4. Why This Matters: Broader Implications
The ability of AI to handle uncertainty is not an academic abstraction — it is a core competency needed for real-world deployment. As AI systems are increasingly embedded in critical infrastructure, logistics, healthcare, education, and governance, they must be capable of navigating incomplete data, weighing competing values, and articulating their decision process.
Immediate applications of DeLLMa-like systems include:
Medical diagnostics and treatment planning: where doctors need support in weighing probabilistic outcomes.
Business strategy: for market forecasting, risk assessment, and investment decisions.
Scientific discovery: optimizing experiments where data is costly or slow to obtain.
Public policy and climate modeling: where decisions have far-reaching consequences and uncertainty is inherent.
5. The Human Element: Trust and Auditability
DeLLMa is not just a technical advancement — it is a step toward responsible AI. By making uncertainty explicit, incorporating stakeholder preferences, and enabling audit trails, it supports the development of AI systems that can be trusted to assist (not replace) humans in consequential decisions. As Neiswanger notes, “letting computers find the mathematically ‘best’ solution might miss important human values or constraints.” DeLLMa respects both logic andethics.

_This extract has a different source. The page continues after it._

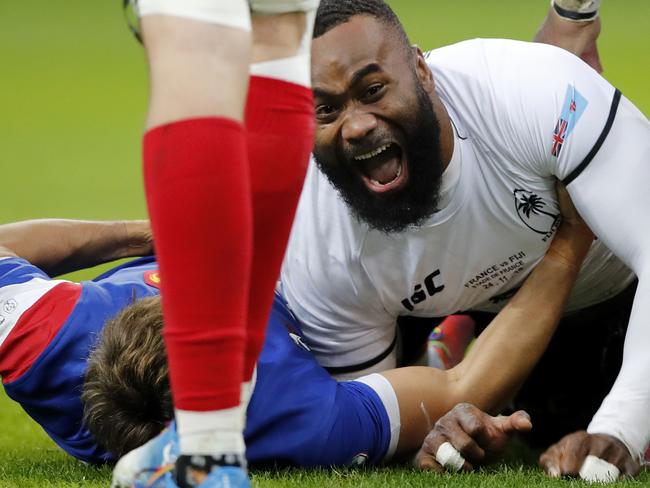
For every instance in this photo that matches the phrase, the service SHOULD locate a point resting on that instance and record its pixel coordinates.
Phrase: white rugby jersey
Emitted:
(348, 283)
(524, 115)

Conclusion: Why This Work Is Important
DeLLMa represents a new frontier in AI: one where decision-making is no longer about confident predictions, but about reasoned choices under uncertainty. It moves AI closer to how humans really think — not in absolutes, but in probabilities, trade-offs, and values.

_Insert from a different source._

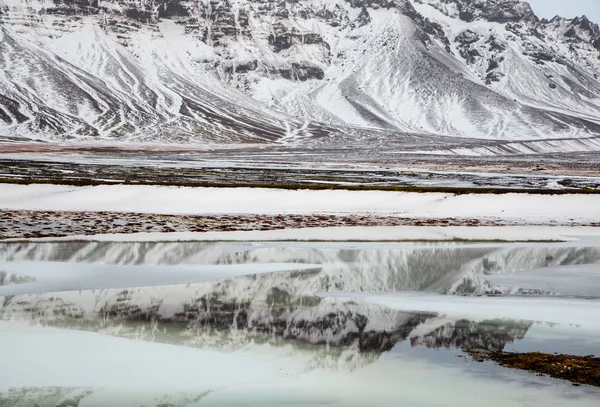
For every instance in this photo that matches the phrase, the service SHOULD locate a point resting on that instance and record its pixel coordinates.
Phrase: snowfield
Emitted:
(524, 208)
(567, 311)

In a time when LLMs are being deployed at scale in sensitive environments, the DeLLMa framework offers a crucial safeguard: ensuring that the systems we build are not only smart, but wise.
This matters because the future of AI is not just about capability, but judgment. DeLLMa gives us a blueprint for how to embed judgment into our most powerful machines. Every AI developer, regulator, and business deploying LLMs should take note.
Recommendations:
For AI developers: Adopt frameworks like DeLLMa to ensure better uncertainty modeling in products.
For enterprises: Demand human-auditable AI systems that offer transparent reasoning, especially in decision-critical applications.
For regulators: Encourage or mandate explainability and probabilistic reasoning in LLM deployments in healthcare, finance, and public services.
For researchers: Expand DeLLMa’s approach to real-time and multi-agent decision environments (e.g., autonomous systems, emergency response, legal assistance).
This is not just good AI — it’s responsible, human-centered AI.